Teller’s crazy ass wanted to build a 10,000MT bomb with a 1,000MT primary..

https://en.m.wikipedia.org/wiki/Sundial_(weapon)

Your linked site for some reason doesn't include fallout by default, nor does it seem to factor casualties from it. Turn on fallout + surface burst, and a 100MT bomb's deadly fallout range goes from the center of France (where the label is on their map) to the center of Germany and I suspect that's an extreme underestimation, especially the conic they give.

It's also possible that the NYTimes is conflating facts by accident. Your demo link only accounts for single big-blast effects but the way you optimize damage with nukes is lots of smaller bombs, often in a single bomb - MIRV is one name for this. The reason is pretty simple. We approximate the explosive range as a sphere and the volume of that sphere is proportional to the cube (^1/3) of the yield.

So if you increase the yield by 10x you only increase the explosive radius by something like 2.15x. On the other hand, detonate 10 bombs side by side and you increase the radius by 10x. This not only maximizes damage, but also works to further nullify any sort of anti-missile defense. And 100MT would be well more than enough to obliterate France.

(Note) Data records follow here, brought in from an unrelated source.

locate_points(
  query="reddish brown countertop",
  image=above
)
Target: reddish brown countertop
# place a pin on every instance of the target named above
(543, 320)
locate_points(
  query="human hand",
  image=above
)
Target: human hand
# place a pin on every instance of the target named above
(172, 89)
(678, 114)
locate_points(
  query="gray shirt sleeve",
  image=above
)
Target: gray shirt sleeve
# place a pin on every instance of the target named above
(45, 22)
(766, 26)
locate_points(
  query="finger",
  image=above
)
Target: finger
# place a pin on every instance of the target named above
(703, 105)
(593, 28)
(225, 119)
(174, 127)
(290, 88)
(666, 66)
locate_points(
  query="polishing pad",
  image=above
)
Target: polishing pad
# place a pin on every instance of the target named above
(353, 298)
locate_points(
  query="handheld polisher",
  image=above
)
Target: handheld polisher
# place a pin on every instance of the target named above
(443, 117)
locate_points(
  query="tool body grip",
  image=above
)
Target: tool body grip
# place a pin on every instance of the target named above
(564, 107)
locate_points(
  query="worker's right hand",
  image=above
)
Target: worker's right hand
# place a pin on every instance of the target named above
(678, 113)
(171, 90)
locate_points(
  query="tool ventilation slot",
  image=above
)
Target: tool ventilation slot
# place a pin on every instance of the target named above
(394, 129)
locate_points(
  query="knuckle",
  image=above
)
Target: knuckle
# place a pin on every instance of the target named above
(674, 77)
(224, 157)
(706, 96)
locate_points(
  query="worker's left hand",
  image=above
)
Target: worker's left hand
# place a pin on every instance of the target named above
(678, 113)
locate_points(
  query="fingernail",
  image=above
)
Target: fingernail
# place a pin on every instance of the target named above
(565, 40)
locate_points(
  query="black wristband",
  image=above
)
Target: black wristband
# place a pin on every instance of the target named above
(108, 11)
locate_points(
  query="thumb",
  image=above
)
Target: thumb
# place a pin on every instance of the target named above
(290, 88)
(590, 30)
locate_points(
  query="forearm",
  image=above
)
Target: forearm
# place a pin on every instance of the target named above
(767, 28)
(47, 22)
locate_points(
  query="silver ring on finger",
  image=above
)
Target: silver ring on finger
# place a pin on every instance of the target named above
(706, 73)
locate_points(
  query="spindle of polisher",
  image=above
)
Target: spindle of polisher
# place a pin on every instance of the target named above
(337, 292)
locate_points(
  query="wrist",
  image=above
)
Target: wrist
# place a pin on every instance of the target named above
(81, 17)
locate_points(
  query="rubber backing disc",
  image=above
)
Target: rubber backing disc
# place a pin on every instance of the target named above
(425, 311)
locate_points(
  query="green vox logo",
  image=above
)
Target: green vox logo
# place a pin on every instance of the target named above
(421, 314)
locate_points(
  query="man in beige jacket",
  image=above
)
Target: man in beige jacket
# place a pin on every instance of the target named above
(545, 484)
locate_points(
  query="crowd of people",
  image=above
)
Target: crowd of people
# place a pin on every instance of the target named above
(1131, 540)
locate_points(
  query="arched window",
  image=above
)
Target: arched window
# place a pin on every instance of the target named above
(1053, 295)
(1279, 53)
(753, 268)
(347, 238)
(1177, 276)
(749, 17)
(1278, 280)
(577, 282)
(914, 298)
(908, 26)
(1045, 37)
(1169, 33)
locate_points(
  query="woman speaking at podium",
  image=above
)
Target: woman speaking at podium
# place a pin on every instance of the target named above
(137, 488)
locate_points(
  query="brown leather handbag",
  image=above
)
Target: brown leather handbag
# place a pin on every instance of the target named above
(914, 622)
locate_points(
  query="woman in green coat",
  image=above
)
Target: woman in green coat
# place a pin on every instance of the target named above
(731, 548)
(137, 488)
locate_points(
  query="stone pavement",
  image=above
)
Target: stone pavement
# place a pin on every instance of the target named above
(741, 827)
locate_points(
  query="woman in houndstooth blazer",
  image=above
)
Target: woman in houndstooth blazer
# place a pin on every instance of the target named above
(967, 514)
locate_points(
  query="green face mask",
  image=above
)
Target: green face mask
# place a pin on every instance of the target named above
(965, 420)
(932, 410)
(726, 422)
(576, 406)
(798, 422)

You can also kind of intuit this by thinking about 100MT means. That's 100,000,000 TONS of TNT explosive capacity. That's about 1.5 tons of TNT for each and every person in France. That's just a stupidly massive absurd amount of destruction.

Big boom booms are easy.

Nuclear bomb design research since the sixties is all about making them as clean and low yield as possible. These two goals are counters to each other, but once you've mastered it your nuclear arsenal becomes less of a garage queen and a lot more useful.

I think it's probably referring to this bomb: https://www.youtube.com/watch?v=E55uSCO5D2w

I think the key is proposed weapon, instead of practical weapon. It's a fascinating video, you should check it out!

Wikipedia says that the bomb that destroyed Hiroshima had a yield of about 16 kilotons of TNT. 600k of those would be 16*600 megatons, or 9600 megatons. That's 96 times more than the original target yield of 100 megatons for Tsar Bomba.

I don't know if that's possible, but it makes sense that it would "reduce a region the size of France to ashes." Maybe the design had a lot of stages.

Teller really, really wanted to build a gigaton bomb. That may have been what the author was thinking of.